For instance, if you walk into a high street shop and pick up a priced product, the price on the tag is not deemed to be an offer by the shop, it is instead classed as an ‘invitation to treat’. An invitation to treat is basically an invitation to customers to make an offer to the retailer to buy the product at a specific price. Therefore, regardless of the price advertised on the tag, the retailer always has the option to refuse to accept the customer’s offer at the till and thus no contract is formed.

However, the flights booked with BA were already booked and paid for online and in these instances the situation gets a little bit more complicated. When booking anything online, consumers’ available rights will largely depend on whether a contract has actually been formed and if so, at exactly what point the contract was formed. The point at which a contract is formed is likely to be either upon payment or upon delivery.

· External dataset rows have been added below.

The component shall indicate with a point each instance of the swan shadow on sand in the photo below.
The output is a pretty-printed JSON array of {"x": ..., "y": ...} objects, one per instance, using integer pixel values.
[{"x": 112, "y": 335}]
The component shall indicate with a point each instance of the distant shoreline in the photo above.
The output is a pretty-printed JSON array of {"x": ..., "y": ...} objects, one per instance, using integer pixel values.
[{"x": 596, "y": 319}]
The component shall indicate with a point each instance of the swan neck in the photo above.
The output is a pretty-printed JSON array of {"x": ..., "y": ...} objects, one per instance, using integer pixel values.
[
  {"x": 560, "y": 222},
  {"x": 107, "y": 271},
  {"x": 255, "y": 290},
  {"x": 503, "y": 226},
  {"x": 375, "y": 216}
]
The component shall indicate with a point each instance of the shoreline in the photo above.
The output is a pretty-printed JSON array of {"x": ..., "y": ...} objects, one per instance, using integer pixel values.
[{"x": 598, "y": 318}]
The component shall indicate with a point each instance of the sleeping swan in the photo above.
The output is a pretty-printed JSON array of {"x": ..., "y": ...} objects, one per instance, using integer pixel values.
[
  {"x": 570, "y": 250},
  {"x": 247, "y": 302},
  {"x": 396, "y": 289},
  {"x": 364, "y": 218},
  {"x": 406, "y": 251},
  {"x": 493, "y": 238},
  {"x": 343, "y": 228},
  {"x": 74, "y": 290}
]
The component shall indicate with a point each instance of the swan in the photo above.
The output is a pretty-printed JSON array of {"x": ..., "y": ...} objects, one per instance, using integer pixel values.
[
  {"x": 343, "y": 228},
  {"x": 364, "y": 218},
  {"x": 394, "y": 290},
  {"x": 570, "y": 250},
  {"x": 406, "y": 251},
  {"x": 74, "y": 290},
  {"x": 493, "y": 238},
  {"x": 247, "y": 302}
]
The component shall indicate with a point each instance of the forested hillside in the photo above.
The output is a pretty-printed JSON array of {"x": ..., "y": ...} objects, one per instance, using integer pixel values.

In order to establish exactly when the contract is formed, it is advisable to scrutinise the retailer’s Terms and Conditions and/or the wording of any confirmation emails. Just because you have paid for the goods and received confirmation email, it does not automatically follow that a contract has been formed at that point. Confirmation emails are usually only an acknowledgement of receipt and do not amount to an acceptance of the offer. It is therefore important to check the Ts and Cs to establish the position. In circumstances where the contract has not yet been formed, the retailer is entirely free to cancel the order.

Even in circumstances where a contract has been formed, it may still be possible for the retailer to cancel the contract. However, a retailer can only do so in circumstances where it can be proven that the heavily discounted price was an obvious mistake. For instance, if you discover a new IPhone X on sale for £10.00 instead of around £1,000.00, then this is likely to be either a scam, in which case avoid like the plague, or a mistake on behalf of the retailer thus rendering the contract voidable.

Despite the above, there will always be the option to request that the retailer honours the price or, alternatively, to argue that the low price was not an obvious mistake, much like the British Airways flight prices which still costed around £195.00.